Incisional Hernia in Women: Predisposing Factors and Management Where Mesh is Not Readily Available E A Agbakwuru 1, J K Olabanji 1, O I Alatise 1, R O Okwerekwu 1, O A Esimai 2 1 - Department of Surgery, Obafemi Awolowo, University Teaching Hospitals' Complex, Ile-Ife, Nigeria 2 - Department of Community Health, Obafemi Awolowo University Teaching Hospitals' Complex, Ile-Ife, Nigeria
Libyan J Med 2009; 4(2):66-69 ICID: 881030
Article type: Original article
IC™ Value: 3.89
Abstract provided by Publisher
Background / Aim: Incisional hernia is still relatively common in our practice. The aim of the study was to identify risk factors associated with incisional hernia in our region. The setting is the Obafemi Awolowo University Teaching Hospitals Complex, Ile-Ife, Nigeria during a period when prosthetic mesh was not readily available. Patients and Methods: All the women who presented with incisional hernia between 1996 and 2005 were prospectively studied using a standard form to obtain information on pre-hernia (index) operations and possible predisposing factors.
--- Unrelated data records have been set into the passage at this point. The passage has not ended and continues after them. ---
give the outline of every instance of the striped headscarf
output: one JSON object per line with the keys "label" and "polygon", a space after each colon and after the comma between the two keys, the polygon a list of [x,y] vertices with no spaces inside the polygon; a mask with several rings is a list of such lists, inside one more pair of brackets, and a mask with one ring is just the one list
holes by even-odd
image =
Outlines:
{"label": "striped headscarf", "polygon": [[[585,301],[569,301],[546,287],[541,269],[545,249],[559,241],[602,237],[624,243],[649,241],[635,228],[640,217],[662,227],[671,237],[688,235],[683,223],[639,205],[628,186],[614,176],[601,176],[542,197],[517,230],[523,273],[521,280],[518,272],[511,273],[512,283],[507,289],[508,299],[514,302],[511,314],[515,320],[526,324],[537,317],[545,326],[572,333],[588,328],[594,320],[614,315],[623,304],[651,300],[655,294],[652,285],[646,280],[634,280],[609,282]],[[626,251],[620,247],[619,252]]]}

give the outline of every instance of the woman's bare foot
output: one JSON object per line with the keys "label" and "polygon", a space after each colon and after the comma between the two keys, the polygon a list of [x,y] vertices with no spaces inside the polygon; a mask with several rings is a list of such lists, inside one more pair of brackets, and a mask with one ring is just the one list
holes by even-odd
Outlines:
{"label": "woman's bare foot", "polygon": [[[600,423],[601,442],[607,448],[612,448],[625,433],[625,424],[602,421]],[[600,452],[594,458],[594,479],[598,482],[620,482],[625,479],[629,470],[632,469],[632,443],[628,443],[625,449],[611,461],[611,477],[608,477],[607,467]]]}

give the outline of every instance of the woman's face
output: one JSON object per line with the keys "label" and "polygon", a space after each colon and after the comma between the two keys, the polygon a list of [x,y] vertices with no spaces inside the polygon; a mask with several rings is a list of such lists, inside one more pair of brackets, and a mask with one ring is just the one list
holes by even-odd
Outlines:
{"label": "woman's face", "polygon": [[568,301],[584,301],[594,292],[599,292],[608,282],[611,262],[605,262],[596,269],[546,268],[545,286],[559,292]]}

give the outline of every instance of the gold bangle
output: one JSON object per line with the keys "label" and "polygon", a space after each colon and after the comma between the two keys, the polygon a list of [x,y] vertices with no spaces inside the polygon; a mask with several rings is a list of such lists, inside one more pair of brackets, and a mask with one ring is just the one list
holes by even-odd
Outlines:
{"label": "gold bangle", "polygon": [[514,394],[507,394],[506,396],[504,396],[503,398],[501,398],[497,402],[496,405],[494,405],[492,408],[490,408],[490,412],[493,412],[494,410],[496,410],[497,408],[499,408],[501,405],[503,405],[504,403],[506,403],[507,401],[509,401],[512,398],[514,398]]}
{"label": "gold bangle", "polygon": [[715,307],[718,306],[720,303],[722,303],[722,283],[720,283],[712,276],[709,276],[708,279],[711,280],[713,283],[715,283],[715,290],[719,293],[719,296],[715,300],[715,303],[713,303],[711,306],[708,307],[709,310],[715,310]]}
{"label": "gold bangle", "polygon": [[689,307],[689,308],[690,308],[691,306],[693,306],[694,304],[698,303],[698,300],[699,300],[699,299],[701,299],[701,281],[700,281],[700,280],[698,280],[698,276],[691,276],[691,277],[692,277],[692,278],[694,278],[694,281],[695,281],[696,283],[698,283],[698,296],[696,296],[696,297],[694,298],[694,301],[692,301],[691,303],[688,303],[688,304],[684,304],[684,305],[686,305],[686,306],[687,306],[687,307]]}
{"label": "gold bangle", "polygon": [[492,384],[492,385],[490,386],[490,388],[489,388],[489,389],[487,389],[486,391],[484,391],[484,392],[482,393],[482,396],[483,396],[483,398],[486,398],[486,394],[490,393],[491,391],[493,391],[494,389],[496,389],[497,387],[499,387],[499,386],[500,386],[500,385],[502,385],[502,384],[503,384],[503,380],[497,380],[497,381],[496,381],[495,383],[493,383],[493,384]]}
They all had open surgical repair and were followed up for 18-60 months. Results: Forty-four women were treated during study period. The index surgeries leading to the hernias were emergency caesarian section 26/44 (59.1%), emergency exploratory laparotomy 6/44 (13.6%), and elective surgeries 12/44 (27.3%). Major associated risk factors were the use of wrong suture materials for fascia repair, midline incisions, wound sepsis, and overweight. Conclusion: For elective surgeries, reduction of weight should be encouraged when appropriate, and transverse incisions are preferred. Absorbable sutures, especially chromic catgut, should be avoided in fascia closure. Antibiotics should be used for complicated obstetric cases.